In talgalili/heatmaplyExamples: 'Heatmaply' Examples

library(knitr)
knitr::opts_chunk$set(
   # cache = TRUE,
   dpi = 60,
  comment = '#>',
  tidy = FALSE)

Author: Alan O'Callaghan (alan.b.ocallaghan@gmail.com)

Introduction

Due to the size of the objects, this file is seperated to three fils. You can view this series in the following links:

Using heatmaply with gene expression data - Visualization of raw and voom-transformed data (all genes)
Using heatmaply with gene expression data - Visualization of raw data (median-centered data, PAM50 genes only)
Using heatmaply with gene expression data - Visualization of voom-transformed data (median-centered data, PAM50 genes only)

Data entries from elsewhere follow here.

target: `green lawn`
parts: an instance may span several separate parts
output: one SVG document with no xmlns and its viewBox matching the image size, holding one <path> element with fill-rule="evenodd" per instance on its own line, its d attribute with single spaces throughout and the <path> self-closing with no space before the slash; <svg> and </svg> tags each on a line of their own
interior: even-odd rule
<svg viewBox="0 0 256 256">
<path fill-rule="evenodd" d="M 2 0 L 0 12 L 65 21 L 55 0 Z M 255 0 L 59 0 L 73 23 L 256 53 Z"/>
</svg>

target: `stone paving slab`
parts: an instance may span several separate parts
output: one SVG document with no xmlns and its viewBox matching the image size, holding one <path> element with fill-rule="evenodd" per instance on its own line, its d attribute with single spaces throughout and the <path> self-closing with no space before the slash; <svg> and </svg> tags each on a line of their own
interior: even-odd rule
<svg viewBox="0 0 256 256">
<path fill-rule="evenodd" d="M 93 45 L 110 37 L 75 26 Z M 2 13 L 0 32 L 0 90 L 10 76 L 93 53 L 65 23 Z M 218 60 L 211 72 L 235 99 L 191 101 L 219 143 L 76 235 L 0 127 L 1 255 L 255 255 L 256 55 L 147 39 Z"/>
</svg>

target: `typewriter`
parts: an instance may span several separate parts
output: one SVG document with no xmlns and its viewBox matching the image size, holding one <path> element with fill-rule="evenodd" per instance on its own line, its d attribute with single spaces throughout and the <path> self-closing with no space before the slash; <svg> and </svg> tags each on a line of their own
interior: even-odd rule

This is file 2 in the series.

# Let's load the packages
library(heatmaply)
library(heatmaplyExamples)

Visualization of raw data (median-centered data, PAM50 genes only)

Breast cancer has been studied extensively using gene expression profiling methods (see Breast cancer gene expression). This has lead to the identification of a number of gene sets which stratify patients into molecular subgroups. One such gene set is commonly known as the PAM50 gene set. In this example, we will visualize gene expression patterns using heatmaply.

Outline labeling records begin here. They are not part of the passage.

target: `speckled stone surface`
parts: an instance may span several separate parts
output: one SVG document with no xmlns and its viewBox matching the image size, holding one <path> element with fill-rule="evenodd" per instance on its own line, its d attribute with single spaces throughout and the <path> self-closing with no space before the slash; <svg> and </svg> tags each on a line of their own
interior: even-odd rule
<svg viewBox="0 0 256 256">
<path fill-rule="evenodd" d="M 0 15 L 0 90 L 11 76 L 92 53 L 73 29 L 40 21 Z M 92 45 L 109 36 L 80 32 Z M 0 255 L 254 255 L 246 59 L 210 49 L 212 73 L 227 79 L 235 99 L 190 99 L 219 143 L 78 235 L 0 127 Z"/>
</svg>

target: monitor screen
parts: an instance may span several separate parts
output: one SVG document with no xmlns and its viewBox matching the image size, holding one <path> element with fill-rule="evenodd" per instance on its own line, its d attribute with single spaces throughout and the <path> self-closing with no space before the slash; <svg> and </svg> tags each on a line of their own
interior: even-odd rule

Centering data before performing clustering tends to result in more meaningful cluster assignment. This is particularly true when the measure of interest is the similarity in patterns across features, rather than the total distance between values. Furthermore, it is typically the difference between samples which is of interest, rather than the difference between measures. Non-centered data may show that all samples measure high for one variable, and low for another, while centered data shows relative differences. Alternatively, one could use a distance measure which is invariant to total distance, such as correlation. Heatmaps of non-centered are shown in another vignette within this package. It can be seen that the concordance between the centered and non-centered heatmaps is mediocre, and the clustering of triple negative samples is not as definite.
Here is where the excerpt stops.